Wittek’s The Rise of the Ottoman Empire (1938) was one of the earliest texts many of us read as students of Ottoman history. Embedded in the title were two certainties: 1) there was something called the Ottoman Empire, and 2) it rose. That slim book grounded scholarship and synthetic writing alike about the period from 1300 to the conquest of Constantinople. This paper reconsiders the idea of Ottoman rise from the perspective of the city of Edirne, which was assigned a key role in the narrative of rise as the second Ottoman imperial capital. The case of Edirne demonstrates how a uniform “rise” narrative masked or minimized challenges to the formation of the early Ottoman state and society. The paper asks two pairs of questions: What was Ottoman about Edirne, and when did it become noticeably Ottoman? When was Edirne the Ottoman capital and what was an Ottoman capital at that point? Initial answers to these four questions suggest that from its conquest to the conquest of Constantinople, Edirne was a key location for the cohering of “Ottoman”, including forms of governance, ceremonial, architecture and identity. It was also the space where the Ottomans evolved the basic elements for a sedentary Ottoman capital, eventually realized in Istanbul. These proposed answers derive from a review of the sources and scholarship on Edirne’s early Ottoman history.
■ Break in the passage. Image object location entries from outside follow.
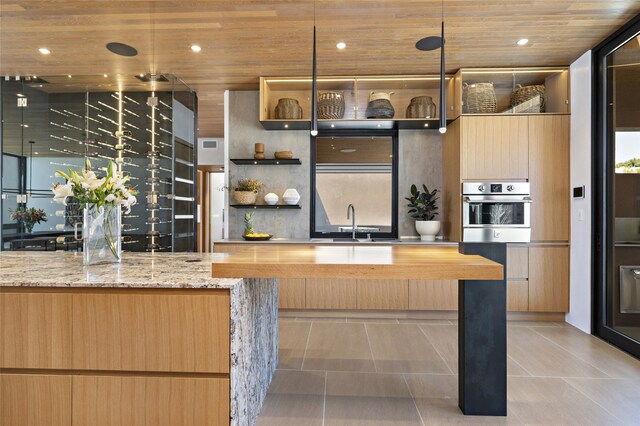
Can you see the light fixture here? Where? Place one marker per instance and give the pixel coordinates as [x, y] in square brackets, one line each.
[314, 95]
[432, 43]
[121, 49]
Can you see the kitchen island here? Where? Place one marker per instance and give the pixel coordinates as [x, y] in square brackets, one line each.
[151, 341]
[482, 349]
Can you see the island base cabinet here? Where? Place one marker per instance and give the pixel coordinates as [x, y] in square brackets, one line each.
[150, 401]
[35, 400]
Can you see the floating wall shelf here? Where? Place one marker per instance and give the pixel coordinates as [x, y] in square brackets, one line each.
[266, 206]
[266, 161]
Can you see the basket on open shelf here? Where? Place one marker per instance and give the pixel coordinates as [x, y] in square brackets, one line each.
[522, 94]
[479, 98]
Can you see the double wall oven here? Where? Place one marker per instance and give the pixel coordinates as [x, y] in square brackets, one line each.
[496, 212]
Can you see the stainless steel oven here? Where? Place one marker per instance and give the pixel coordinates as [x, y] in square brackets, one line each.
[496, 211]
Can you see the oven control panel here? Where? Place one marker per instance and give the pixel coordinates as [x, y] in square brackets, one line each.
[496, 188]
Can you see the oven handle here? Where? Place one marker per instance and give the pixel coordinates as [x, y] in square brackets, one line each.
[468, 199]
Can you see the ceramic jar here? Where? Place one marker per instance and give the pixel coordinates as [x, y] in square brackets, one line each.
[291, 196]
[271, 199]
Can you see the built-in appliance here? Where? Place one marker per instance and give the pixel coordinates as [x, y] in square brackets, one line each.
[496, 212]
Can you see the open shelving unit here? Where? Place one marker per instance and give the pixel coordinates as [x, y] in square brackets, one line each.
[266, 161]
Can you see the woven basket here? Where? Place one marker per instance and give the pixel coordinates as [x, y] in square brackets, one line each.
[479, 98]
[288, 109]
[331, 105]
[245, 197]
[523, 94]
[380, 108]
[421, 107]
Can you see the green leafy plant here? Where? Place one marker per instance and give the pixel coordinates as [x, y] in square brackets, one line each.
[251, 185]
[422, 204]
[248, 223]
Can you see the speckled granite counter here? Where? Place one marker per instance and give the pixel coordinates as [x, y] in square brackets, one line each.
[252, 310]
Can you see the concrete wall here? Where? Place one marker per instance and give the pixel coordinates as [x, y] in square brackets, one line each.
[580, 279]
[243, 131]
[420, 161]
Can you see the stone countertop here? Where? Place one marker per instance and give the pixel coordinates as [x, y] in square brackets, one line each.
[137, 270]
[329, 241]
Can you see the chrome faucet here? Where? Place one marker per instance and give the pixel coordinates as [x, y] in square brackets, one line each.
[351, 214]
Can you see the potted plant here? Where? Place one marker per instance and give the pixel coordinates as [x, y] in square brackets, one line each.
[28, 217]
[422, 206]
[246, 191]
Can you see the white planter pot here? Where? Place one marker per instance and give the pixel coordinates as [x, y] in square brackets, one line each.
[428, 229]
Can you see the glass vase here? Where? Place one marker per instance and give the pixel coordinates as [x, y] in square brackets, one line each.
[101, 230]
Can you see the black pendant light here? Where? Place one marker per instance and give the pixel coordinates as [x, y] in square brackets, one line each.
[433, 43]
[314, 94]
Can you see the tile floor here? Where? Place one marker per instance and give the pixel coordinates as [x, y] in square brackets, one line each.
[403, 372]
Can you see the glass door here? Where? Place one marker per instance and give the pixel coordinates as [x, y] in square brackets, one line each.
[618, 180]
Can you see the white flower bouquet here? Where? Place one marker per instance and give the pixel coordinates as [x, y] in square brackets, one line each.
[102, 200]
[87, 188]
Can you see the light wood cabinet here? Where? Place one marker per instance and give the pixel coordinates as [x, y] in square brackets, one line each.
[152, 331]
[291, 293]
[35, 400]
[35, 330]
[433, 295]
[383, 294]
[494, 148]
[518, 295]
[517, 262]
[330, 294]
[549, 279]
[549, 177]
[150, 401]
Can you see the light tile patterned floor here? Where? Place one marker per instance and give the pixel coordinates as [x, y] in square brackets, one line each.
[402, 372]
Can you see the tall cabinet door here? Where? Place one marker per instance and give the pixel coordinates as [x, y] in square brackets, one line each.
[549, 177]
[494, 148]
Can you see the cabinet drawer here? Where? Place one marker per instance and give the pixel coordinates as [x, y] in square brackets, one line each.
[436, 295]
[330, 294]
[35, 330]
[291, 293]
[151, 331]
[517, 263]
[150, 401]
[35, 400]
[383, 294]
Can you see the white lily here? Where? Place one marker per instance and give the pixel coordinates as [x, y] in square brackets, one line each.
[61, 192]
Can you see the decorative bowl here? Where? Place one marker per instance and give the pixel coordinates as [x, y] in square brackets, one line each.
[249, 238]
[282, 155]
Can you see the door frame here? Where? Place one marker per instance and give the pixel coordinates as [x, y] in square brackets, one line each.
[603, 191]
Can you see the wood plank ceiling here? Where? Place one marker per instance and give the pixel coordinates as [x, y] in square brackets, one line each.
[242, 40]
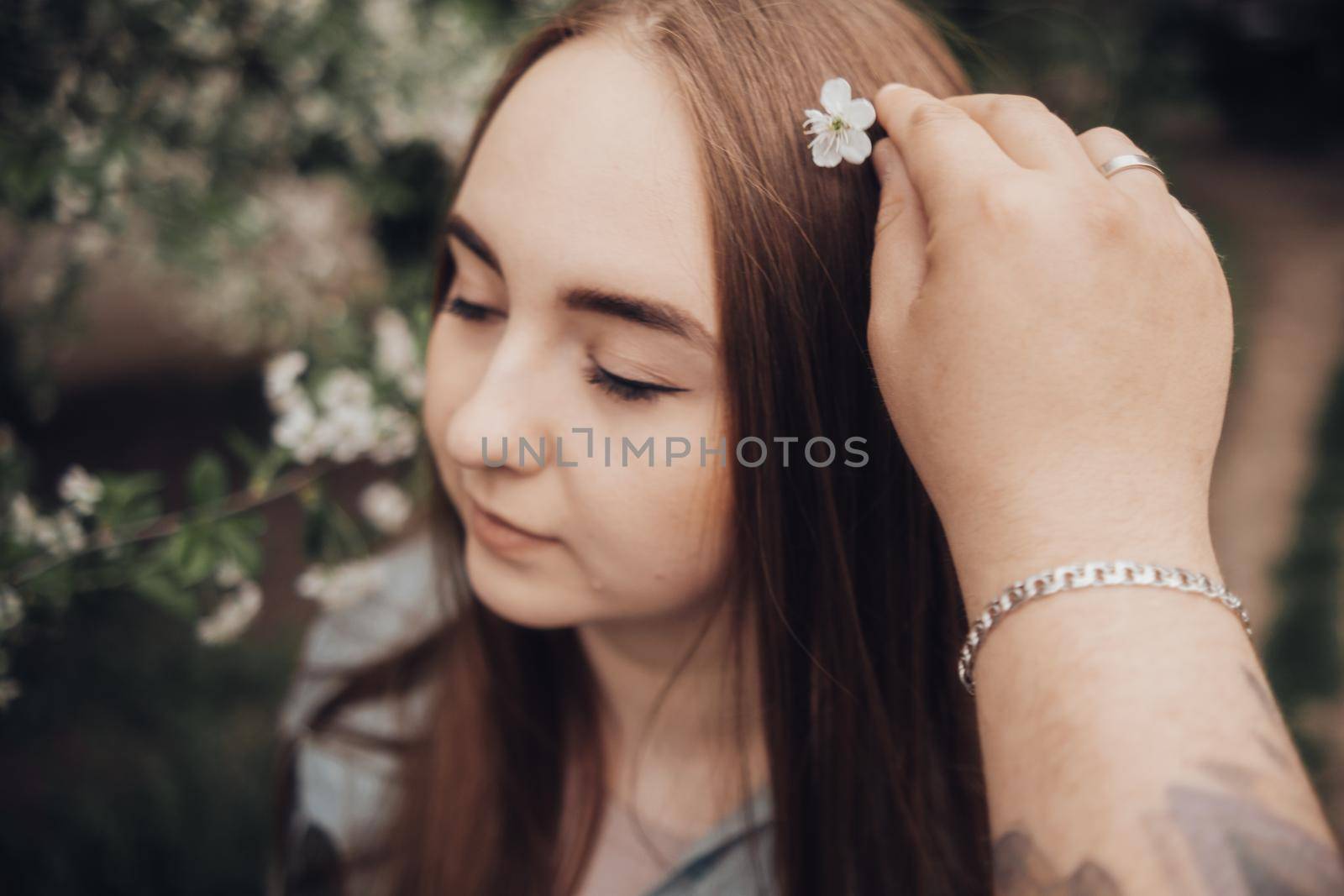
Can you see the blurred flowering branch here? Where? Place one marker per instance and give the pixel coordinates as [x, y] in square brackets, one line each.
[109, 531]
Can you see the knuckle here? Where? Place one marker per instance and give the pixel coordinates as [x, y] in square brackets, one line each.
[1110, 214]
[1108, 134]
[1011, 203]
[933, 114]
[1016, 105]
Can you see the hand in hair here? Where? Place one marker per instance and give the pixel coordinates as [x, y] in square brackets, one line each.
[1055, 349]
Sources include Ottoman, Byzantine, and other constructions and intrusions into the local landscape, together with the written evidence of Ottoman and Byzantine historical accounts or documents and the written observations of people who passed through Edirne and Thrace during this era. None of these are very plentiful and altogether offer fragmentary evidence. Yet asking new questions compels a reconsideration of seemingly exhausted evidence and new ways to think about the answers.